Глава 8

На старом волнорезе


Прошло несколько дней после победы над Гордыней. Ой-Боюсь и ее спутницы продолжали свое путешествие по берегам великого моря. Однажды утром тропа неожиданно снова свернула в сторону, вглубь материка, и они обнаружили, что опять стоят лицом к пустыне, за которой находились горы, но их, конечно, еще не было видно. Дрожа от волнения, Ой-Боюсь увидела, что тропа наконец и в самом деле идет на восток и должна привести их обратно к Высотам.читать дальше

читать дальше

Она отпустила руки своих провожатых, чтобы захлопать в ладоши от радости. Каким бы огромным ни было расстояние до гор, теперь, по крайней мере, они будут двигаться в правильном направлении. Все трое устремились назад, через пустыню, но Ой-Боюсь не могла ждать своих спутниц и побежала вперед, как будто вообще никогда не хромала.

Внезапно тропа повернула под прямым углом и пошла совсем не в сторону гор, а вновь на юг.
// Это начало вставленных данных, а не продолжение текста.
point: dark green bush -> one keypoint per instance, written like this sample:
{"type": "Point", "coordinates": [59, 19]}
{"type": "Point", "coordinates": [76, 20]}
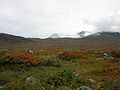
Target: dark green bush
{"type": "Point", "coordinates": [50, 61]}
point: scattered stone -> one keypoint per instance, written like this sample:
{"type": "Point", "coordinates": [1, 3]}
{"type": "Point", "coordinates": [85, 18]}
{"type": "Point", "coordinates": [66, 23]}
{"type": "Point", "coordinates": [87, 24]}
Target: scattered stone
{"type": "Point", "coordinates": [83, 88]}
{"type": "Point", "coordinates": [99, 59]}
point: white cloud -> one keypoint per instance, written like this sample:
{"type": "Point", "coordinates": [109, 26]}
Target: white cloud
{"type": "Point", "coordinates": [40, 18]}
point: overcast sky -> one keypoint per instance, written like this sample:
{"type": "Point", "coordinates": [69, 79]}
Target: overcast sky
{"type": "Point", "coordinates": [41, 18]}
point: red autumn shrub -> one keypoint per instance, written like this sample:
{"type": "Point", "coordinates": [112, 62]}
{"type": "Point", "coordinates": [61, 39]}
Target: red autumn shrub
{"type": "Point", "coordinates": [82, 62]}
{"type": "Point", "coordinates": [28, 58]}
{"type": "Point", "coordinates": [115, 53]}
{"type": "Point", "coordinates": [68, 55]}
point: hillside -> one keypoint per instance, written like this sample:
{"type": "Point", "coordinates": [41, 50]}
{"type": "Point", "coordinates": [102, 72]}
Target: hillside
{"type": "Point", "coordinates": [8, 38]}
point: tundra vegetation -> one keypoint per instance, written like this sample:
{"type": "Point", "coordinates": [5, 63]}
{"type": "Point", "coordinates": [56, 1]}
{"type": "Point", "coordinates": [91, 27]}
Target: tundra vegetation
{"type": "Point", "coordinates": [59, 69]}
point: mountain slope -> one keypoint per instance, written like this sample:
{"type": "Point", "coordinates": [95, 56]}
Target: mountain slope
{"type": "Point", "coordinates": [103, 36]}
{"type": "Point", "coordinates": [8, 38]}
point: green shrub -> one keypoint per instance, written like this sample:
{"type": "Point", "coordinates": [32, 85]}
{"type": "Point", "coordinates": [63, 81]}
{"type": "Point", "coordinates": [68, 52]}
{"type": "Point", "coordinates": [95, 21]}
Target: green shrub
{"type": "Point", "coordinates": [49, 61]}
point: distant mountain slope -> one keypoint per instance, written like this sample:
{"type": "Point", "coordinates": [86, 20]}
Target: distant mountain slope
{"type": "Point", "coordinates": [8, 38]}
{"type": "Point", "coordinates": [103, 36]}
{"type": "Point", "coordinates": [100, 37]}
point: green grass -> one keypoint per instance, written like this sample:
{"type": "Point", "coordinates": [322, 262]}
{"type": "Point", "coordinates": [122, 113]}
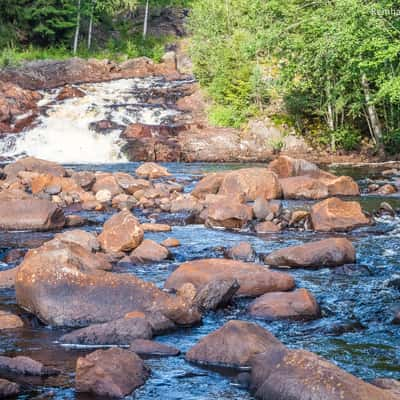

Туда, где вдалеке пустыня заканчивалась и переходила в какую-то холмистую местность. Ой-Боюсь, онемев, застыла в страхе и шоке. Ее охватила дрожь. Этого не может быть, не может быть, чтобы Пастырь опять сказал «нет» и повернул ее назад.

«Надежда, долго не сбывающаяся, томит сердце», - сказал мудрец прошлого, и как он был прав! Ой-Боюсь с таким восторгом бежала вприпрыжку по тропинке к горам, что оставила Горе со Страданием далеко позади. И пока они догоняли ее, она стояла совсем одна в том месте, где тропа сворачивала в противоположную от гор сторону.

Из-за ближайшего к Ой-Боюсь песчаного холма показался силуэт ее врага Горечи. Он не смел подойти ближе, уже немного научившись благоразумию. Горечь не хотел вынуждать Ой-Боюсь снова звать на помощь Пастыря. Он просто стоял и смотрел на нее. И все смеялся, смеялся... Такого горького звука Ой-Боюсь в жизни не слышала.

С ядовитостью гадюки Горечь проговорил: «Почему ты тоже не смеешься, моя маленькая дурочка? Ты же знала, что так и будет». Он стоял, изрыгая эти отвратительные слова, пока не стало казаться, что вся пустыня наполнилась отголосками его насмешек. Горе и ее сестра подошли к Ой-Боюсь и стояли рядом с ней совершенно молча. На какое-то время все вокруг застыло от боли и «ужаса мрака великого». Внезапный порыв ветра со свистом пронесся по пустыне и поднял ослепившее их облако песка и пыли.

В последовавшей за бурей тишине Ой-Боюсь услышала свой собственный голос, низкий и дрожащий, но довольно отчетливый: «Господь мой, что ты желаешь сказать мне? Говори, ибо раба твоя слушает».

В следующее мгновение Пастырь уже стоял рядом с ней. «Не падай духом, - сказал он, - не бойся, это я. Построй мне еще один жертвенник и положи на него всю свою волю в жертву всесожжения».

Ой-Боюсь послушно сгребла маленькую кучку из песка и камней - это было все, что она могла найти в пустыне, - и снова сложила свою волю, проговорив со слезами (так как Горе подошла к ней и стала рядом на колени): «Я рада исполнить твою волю, о Бог мой».

Откуда-то, из какого-то невидимого источника, вышел язычок пламени и поглотил жертву, оставив на алтаре лишь маленькую кучку пепла. Затем послышался голос Пастыря: «Это промедление - не к смерти, но к славе Божьей. Чтобы прославился Сын Божий».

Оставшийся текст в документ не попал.